Investigating the Role of GDE2 in Neuronal Mitotic Inhibition and Nuclear Pore Complex Defects

Project Summary / Abstract Alzheimer's disease (AD) and related diseases (ADRDs) are the leading cause of dementia, affecting millions of people each year. Despite being such a prevalent public health concern, knowledge of the etiology of neurodegeneration in these diseases is limited and has stymied the development of effective treatments.

Aberrant neuronal cell-cycle reentry (CCR) and nuclear pore complex (NPC)/nucleocytoplasmic transport defects have been separately identified as causal phenomena for neurodegeneration in AD and ADRDs. However, the mechanisms leading to these phenomena and the relationship between them remains unknown.

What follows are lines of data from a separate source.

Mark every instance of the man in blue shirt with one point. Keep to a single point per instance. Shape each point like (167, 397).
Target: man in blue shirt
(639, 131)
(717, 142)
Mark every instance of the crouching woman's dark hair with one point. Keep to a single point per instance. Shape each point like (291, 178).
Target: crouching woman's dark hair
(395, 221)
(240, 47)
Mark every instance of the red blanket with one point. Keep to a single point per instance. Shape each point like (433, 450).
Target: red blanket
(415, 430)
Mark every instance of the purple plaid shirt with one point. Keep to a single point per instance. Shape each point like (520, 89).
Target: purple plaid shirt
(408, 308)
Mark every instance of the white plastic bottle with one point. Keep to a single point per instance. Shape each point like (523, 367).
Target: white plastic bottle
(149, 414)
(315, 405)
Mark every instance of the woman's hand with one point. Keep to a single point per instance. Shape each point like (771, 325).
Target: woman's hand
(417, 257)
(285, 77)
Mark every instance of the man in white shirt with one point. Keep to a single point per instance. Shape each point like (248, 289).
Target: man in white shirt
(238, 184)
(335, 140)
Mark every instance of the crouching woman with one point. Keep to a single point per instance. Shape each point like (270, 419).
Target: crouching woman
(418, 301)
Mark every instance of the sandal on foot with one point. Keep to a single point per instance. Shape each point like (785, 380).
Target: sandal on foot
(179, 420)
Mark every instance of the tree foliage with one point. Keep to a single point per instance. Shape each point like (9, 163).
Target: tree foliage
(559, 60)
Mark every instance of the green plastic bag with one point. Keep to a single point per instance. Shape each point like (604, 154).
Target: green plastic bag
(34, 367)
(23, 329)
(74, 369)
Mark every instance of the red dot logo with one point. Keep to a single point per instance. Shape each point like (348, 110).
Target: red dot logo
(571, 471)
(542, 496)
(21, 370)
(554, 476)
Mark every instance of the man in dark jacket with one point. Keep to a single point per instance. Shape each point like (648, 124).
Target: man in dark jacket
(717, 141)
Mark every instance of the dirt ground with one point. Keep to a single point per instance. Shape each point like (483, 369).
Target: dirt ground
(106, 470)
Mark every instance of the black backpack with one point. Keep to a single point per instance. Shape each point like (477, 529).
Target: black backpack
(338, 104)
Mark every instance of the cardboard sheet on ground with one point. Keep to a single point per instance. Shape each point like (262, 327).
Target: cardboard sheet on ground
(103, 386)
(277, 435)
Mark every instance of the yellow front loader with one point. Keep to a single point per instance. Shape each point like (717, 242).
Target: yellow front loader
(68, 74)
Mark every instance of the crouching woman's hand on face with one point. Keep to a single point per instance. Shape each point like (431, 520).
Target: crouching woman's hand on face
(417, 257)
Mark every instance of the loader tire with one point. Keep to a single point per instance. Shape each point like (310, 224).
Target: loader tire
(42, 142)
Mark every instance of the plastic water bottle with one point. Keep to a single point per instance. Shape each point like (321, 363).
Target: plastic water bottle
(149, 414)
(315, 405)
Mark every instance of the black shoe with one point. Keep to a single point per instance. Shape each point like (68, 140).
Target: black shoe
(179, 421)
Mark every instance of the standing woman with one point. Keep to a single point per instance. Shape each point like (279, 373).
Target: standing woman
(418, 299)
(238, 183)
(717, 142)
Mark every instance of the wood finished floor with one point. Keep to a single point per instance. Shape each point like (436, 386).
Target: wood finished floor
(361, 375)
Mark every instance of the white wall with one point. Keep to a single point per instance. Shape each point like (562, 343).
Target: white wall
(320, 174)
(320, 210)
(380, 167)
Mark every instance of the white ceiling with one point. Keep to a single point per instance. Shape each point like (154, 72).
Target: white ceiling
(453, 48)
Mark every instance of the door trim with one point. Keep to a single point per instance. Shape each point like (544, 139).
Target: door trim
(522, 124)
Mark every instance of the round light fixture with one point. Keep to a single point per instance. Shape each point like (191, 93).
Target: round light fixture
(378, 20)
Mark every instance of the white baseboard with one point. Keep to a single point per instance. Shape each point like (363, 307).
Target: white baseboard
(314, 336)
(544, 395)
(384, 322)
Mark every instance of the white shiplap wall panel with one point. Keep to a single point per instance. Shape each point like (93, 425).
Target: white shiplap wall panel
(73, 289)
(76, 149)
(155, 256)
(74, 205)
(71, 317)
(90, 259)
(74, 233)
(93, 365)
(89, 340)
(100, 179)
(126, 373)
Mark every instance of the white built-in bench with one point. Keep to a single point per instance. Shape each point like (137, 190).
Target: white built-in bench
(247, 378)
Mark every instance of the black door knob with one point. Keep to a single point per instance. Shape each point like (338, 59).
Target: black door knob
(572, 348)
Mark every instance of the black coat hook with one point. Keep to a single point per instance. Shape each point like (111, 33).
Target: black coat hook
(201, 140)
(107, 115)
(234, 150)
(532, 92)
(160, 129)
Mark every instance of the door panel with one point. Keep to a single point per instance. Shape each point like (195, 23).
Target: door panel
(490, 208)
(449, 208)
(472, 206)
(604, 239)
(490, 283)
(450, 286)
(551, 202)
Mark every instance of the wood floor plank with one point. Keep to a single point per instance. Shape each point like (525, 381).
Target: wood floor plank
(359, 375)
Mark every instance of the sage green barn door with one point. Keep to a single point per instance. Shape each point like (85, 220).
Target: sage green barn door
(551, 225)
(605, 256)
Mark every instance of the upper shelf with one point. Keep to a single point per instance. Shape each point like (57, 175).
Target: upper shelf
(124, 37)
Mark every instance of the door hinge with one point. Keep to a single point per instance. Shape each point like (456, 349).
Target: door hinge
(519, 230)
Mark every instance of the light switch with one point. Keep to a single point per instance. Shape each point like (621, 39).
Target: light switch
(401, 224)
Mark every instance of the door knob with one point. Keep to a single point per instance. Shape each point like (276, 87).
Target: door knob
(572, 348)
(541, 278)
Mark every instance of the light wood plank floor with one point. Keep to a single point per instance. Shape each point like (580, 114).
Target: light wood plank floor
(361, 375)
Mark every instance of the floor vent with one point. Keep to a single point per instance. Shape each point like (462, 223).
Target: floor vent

We have identified a pathway involving Glycerophosphodiester phosphodiesterase 2 (GDE2 or GDPD5) that prevents CCR and NPC/nucleocytoplasmic transport defects in the adult mammalian brain and is disrupted in human postmortem AD and ALS brain tissue. GDE2 is one of three six-transmembrane enzymes that act at the

cell surface to cleave the GPI-anchor that tethers some proteins to the membrane. During embryogenesis, GDE2 inhibits progenitor cell proliferation to promote neuronal differentiation. Preliminary studies show that loss of GDE2 in the adult brain leads to CCR and NPC abnormalities that precede overt neurodegeneration. Because

NPC defects are coincident with CCR in neurons lacking GDE2, and the NPC normally breaks down during mitosis, we hypothesize that GDE2 is important for maintaining neurons in a postmitotic state throughout life and that aberrant CCR elicited by GDE2 loss leads to NPC breakdown and neurodegeneration. Importantly, GDE2

localization and function is disrupted in AD and ADRDs, raising the possibility that dysfunction of the GDE2 pathway could contribute to the pathogenesis of these diseases. This proposal will test our central hypothesis in three aims. Aim 1 will define the physiological requirement for GDE2 in maintaining neuronal quiescence and

NPC integrity in aging mice while Aim 2 will define the relationship between CCR and NPC breakdown and identify the mechanisms leading to CCR and NPC defects. Later experiments will determine relevance of this pathway to CCR and NPC disruption in human AD and ADRDs (Aim 3). The proposed research is expected to

identify a novel physiological pathway that is essential for neuronal survival and will provide new insight into causal mechanisms of neurodegeneration that are relevant to human disease. In addition, this project has immense training potential. I will have the opportunity to improve my knowledge in neuroscience and cell biology,

and to acquire technical expertise in primary cell culture, viral construct design and transduction, mouse genetics, brain dissections and tissue preparation, and immunohistochemical analysis of human tissues. This research will be performed in a highly collaborative environment, where I will have numerous opportunities to receive

quality mentorship and training, to develop my written and presentation skills, and to grow as a mentor and teacher to more junior scientists. Overall, the Kirschstein-NRSA grant will support both my research aimed at discovering the molecular basis of neurodegeneration and my development as an independent scientist.